Would square brackets allow replacing foo::<bar,baz> with foo[bar,baz]
so I realise there’s ambiguity…
in some contexts, foo[bar,baz] could be an array index or type-parameters on a function. (anything else?); but in either case, its a single node in the AST yielding a value
let x:foo[bar,baz] = ... // thats a type
x = foo[bar,baz]{......} // that must be a type, because its’ followed by {…struct initialiser…}
foo[bar,baz](a,b,c); // Thats ambiguous - could be variable[index expression] or function-name[types](arguments)
// however the overall shape of the AST is the same, unlike with <… > ambiguities
// once you’ve found the definition of ‘foo’ (a function? a variable?) could you figure out that it’s a function call, and swap the meaning of the node? in either case the foo[bar,baz] had to yield a callable.
Does that stretch the goal of simple parsing too far?

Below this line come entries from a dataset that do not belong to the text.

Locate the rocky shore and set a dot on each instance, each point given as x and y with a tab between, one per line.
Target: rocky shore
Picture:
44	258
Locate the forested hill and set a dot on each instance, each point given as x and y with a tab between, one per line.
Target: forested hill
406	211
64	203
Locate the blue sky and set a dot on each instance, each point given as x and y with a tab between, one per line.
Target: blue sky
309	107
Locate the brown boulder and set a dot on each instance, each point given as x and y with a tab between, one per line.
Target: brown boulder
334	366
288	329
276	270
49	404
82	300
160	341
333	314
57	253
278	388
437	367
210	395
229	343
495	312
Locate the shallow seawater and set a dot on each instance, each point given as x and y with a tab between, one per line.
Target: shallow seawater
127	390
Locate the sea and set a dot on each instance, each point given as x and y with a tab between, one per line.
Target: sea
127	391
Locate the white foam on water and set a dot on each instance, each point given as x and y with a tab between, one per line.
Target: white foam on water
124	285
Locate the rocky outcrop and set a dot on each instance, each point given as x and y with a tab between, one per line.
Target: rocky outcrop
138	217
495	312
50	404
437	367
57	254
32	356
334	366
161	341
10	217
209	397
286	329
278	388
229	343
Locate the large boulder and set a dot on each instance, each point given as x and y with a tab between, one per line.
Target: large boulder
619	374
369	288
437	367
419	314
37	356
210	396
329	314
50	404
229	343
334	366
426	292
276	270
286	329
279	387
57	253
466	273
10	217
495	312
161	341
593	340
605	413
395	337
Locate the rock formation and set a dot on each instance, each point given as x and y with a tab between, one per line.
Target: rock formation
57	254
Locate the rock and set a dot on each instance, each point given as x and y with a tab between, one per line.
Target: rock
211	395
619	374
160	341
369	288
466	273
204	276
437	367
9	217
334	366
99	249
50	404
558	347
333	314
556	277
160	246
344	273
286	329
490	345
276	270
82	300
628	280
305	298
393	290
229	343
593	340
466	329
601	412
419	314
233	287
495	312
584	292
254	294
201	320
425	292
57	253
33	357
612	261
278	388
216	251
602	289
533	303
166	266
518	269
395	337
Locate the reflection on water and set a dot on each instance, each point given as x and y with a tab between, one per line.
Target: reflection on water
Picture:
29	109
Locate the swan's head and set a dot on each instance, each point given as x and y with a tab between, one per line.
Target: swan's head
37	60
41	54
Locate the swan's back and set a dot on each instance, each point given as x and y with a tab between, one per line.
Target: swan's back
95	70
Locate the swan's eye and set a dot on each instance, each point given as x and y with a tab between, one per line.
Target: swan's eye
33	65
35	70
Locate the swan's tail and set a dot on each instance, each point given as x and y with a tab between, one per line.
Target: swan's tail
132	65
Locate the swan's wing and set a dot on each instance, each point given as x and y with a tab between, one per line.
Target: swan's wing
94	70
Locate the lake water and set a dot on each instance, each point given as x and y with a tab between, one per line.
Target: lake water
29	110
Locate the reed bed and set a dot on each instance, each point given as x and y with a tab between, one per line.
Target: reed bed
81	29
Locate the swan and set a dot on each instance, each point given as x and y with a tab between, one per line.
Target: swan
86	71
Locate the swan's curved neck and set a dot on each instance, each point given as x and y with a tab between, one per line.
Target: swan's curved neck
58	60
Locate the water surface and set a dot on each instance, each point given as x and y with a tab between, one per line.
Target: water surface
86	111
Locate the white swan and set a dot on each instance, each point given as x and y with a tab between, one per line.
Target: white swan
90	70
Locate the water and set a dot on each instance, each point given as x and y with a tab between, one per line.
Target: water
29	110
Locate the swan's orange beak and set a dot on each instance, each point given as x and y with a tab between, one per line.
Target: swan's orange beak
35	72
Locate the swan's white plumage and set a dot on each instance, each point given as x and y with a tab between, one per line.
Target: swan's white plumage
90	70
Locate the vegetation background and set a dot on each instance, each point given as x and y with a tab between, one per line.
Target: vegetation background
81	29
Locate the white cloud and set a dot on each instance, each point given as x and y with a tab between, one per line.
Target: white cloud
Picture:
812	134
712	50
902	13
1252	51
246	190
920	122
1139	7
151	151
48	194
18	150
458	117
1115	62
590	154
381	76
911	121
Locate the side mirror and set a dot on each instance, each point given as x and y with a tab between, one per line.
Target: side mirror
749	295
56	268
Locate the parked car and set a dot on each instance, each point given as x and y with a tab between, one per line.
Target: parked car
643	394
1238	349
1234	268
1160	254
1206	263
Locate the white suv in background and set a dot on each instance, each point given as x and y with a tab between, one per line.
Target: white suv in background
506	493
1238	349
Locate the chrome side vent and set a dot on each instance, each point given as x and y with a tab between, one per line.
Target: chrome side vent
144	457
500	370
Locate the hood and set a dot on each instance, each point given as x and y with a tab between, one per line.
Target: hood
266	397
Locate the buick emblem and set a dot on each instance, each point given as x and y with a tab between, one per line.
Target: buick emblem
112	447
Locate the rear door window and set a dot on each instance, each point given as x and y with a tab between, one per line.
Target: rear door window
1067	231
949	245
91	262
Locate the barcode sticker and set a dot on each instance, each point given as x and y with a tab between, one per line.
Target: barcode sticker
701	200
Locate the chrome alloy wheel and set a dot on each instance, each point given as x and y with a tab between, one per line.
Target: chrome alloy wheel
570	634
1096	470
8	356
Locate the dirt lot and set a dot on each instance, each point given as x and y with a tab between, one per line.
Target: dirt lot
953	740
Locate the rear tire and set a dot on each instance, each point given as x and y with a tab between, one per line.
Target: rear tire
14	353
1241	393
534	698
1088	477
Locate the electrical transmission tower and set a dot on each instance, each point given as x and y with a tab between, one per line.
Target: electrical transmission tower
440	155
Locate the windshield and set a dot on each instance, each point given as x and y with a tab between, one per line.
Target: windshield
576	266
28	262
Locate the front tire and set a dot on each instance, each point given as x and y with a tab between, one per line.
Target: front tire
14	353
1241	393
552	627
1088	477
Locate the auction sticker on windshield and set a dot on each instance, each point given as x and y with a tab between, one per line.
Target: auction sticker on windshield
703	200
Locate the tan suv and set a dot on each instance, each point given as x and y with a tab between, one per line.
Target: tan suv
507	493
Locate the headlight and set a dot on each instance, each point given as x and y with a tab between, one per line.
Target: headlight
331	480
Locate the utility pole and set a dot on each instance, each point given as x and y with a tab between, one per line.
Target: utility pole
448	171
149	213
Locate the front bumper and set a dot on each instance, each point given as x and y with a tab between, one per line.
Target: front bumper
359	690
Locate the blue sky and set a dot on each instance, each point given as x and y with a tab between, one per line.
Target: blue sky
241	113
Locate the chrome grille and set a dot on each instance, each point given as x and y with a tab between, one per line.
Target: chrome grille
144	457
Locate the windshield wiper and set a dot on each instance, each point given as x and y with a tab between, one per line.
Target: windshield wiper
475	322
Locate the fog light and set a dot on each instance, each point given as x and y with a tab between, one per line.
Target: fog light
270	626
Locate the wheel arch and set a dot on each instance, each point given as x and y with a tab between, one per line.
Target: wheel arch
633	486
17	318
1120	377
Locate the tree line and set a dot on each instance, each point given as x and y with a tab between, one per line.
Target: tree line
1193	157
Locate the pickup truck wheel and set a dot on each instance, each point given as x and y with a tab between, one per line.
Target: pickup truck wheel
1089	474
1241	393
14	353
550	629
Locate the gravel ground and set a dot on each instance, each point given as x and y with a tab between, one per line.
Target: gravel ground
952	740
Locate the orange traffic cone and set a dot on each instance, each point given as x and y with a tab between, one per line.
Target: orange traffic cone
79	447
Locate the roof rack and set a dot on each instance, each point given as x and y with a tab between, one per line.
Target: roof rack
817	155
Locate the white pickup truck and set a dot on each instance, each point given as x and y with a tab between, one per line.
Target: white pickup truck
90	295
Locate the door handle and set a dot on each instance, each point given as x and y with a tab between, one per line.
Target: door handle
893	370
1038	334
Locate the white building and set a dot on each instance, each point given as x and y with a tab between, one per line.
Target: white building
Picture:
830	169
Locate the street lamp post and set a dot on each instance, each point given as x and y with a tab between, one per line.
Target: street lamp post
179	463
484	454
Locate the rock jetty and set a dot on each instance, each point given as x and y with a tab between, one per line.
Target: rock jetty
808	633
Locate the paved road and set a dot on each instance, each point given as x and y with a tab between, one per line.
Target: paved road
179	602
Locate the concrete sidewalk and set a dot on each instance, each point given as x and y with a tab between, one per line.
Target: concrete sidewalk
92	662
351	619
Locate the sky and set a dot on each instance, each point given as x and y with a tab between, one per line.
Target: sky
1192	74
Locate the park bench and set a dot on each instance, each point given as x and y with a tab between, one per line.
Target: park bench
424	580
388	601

I think rusts’ grammar for types is slightly different - but part of that is the angle brackets themselves; and if you want to pass computed values into type-parameters like C++ can, you’d want more of the regular grammar.
I guess there must be a reason why scala switched to something(index)
could expressions and types be given the same grammar, and then use other operators to give more meaning when taking types, e.g.
Vec.Option.int could be shorthand for Vec[Option[int]], and I gather some languages use a|b for anonymous variants (which sounds great to me)
(this would mean one namespace instead of separate namespaces for types/functions?)